Executed for all values ​​of the argument (from the general scope).

Universal substitution formulas.

With these formulas, it is easy to turn any expression that contains different trigonometric functions of one argument into a rational expression of one function tg (α /2):

Formulas for converting sums into products and products into sums.

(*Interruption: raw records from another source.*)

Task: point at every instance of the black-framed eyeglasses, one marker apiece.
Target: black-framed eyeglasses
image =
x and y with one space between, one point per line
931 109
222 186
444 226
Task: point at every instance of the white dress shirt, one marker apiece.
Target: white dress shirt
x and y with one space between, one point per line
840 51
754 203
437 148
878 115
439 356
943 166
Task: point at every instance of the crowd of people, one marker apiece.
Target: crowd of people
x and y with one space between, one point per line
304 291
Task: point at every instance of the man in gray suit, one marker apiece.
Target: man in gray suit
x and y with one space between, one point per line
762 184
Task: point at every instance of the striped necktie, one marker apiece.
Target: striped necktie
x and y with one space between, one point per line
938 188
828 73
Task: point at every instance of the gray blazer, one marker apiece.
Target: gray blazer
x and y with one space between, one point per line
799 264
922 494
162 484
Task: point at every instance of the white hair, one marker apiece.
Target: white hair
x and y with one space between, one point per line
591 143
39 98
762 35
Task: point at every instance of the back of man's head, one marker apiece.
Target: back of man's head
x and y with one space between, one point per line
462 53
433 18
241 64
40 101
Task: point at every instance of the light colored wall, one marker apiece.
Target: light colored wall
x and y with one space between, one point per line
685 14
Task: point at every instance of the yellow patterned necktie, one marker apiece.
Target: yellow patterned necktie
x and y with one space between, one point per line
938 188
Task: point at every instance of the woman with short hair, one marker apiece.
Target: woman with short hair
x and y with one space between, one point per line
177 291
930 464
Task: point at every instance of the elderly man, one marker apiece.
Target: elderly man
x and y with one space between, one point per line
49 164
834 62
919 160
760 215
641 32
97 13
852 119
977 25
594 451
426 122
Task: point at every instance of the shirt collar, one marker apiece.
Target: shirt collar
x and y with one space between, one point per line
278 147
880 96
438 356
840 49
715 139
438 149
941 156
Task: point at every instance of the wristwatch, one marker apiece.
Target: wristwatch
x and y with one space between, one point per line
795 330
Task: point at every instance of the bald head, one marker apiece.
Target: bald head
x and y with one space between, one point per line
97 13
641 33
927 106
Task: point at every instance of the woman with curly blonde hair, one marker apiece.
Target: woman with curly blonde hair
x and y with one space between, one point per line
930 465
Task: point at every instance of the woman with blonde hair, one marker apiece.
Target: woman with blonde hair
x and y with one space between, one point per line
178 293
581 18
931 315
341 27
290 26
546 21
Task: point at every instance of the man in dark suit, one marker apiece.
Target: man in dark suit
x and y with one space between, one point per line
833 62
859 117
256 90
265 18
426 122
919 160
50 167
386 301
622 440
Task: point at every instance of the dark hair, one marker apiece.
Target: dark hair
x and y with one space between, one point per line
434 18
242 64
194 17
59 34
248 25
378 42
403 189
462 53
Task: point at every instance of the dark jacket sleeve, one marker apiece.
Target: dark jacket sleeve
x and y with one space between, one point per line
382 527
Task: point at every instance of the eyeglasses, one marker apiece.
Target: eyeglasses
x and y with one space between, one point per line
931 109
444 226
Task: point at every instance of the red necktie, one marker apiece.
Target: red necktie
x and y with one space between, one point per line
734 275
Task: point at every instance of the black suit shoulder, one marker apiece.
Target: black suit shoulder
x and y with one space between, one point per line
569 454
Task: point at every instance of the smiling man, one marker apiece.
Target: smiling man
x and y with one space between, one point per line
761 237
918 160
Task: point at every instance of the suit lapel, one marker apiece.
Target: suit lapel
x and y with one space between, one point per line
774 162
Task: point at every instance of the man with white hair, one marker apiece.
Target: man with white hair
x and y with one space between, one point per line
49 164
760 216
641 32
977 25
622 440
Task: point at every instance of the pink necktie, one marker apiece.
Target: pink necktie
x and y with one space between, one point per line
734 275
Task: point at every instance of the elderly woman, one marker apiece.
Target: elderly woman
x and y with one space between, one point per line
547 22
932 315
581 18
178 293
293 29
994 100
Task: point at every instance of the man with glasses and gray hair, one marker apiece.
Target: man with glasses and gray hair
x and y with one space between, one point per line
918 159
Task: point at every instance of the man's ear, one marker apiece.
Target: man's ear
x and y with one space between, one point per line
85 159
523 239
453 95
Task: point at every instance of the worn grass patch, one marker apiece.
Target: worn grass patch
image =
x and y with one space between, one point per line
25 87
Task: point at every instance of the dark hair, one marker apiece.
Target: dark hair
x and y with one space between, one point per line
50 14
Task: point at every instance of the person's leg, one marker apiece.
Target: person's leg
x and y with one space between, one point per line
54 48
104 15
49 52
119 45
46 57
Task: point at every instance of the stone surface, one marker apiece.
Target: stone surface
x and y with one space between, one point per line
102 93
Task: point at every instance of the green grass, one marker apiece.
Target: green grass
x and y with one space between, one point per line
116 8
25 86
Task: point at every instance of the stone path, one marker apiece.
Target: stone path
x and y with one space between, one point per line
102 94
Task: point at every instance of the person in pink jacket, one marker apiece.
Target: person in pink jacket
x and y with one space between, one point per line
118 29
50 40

Previously, the above formulas were used to simplify calculations. They calculated using logarithmic tables, and later - a slide rule, since logarithms are best suited for multiplying numbers. That is why each original expression was reduced to a form that would be convenient for logarithmization, that is, to products For example:

2 sin α sin b = cos (α - b) - cos (α + b);

2 cos α cos b = cos (α - b) + cos (α + b);

2 sin α cos b = sin (α - b) + sin (α + b).

where is the angle for which, in particular,

Formulas for the tangent and cotangent functions are easily obtained from the above.

Degree reduction formulas.

sin 2 α = (1 - cos 2α)/2;	cos 2 α = (1 + cos 2α)/2;
sin 3α = (3 sinα - sin 3α )/4;	cos 3 a = (3 cosα + cos 3α )/4.

Using these formulas, trigonometric equations are easily reduced to equations with lower powers. Reduction formulas for higher degrees are derived in the same way sin And cos.

Expressing trigonometric functions through one of them of the same argument.

The sign in front of the root depends on the quarter angle location α .

To solve some problems, a table of trigonometric identities will be useful, which will make it much easier to transform functions:

The simplest trigonometric identities

The quotient of dividing the sine of an angle alpha by the cosine of the same angle is equal to the tangent of this angle (Formula 1). See also the proof of the correctness of the transformation of the simplest trigonometric identities.
The quotient of dividing the cosine of an angle alpha by the sine of the same angle is equal to the cotangent of the same angle (Formula 2)
The secant of an angle is equal to one divided by the cosine of the same angle (Formula 3)
The sum of the squares of the sine and cosine of the same angle is equal to one (Formula 4). see also the proof of the sum of the squares of cosine and sine.
The sum of one and the tangent of an angle is equal to the ratio of one to the square of the cosine of this angle (Formula 5)
One plus the cotangent of an angle is equal to the quotient of one divided by the sine square of this angle (Formula 6)
The product of tangent and cotangent of the same angle is equal to one (Formula 7).

Converting negative angles of trigonometric functions (even and odd)

In order to get rid of the negative value of the degree measure of an angle when calculating the sine, cosine or tangent, you can use the following trigonometric transformations (identities) based on the principles of even or odd trigonometric functions.

As seen, cosine and the secant is even function, sine, tangent and cotangent are odd functions.

The sine of a negative angle is equal to the negative value of the sine of the same positive angle (minus sine alpha).
The cosine minus alpha will give the same value as the cosine of the alpha angle.
Tangent minus alpha is equal to minus tangent alpha.

Formulas for reducing double angles (sine, cosine, tangent and cotangent of double angles)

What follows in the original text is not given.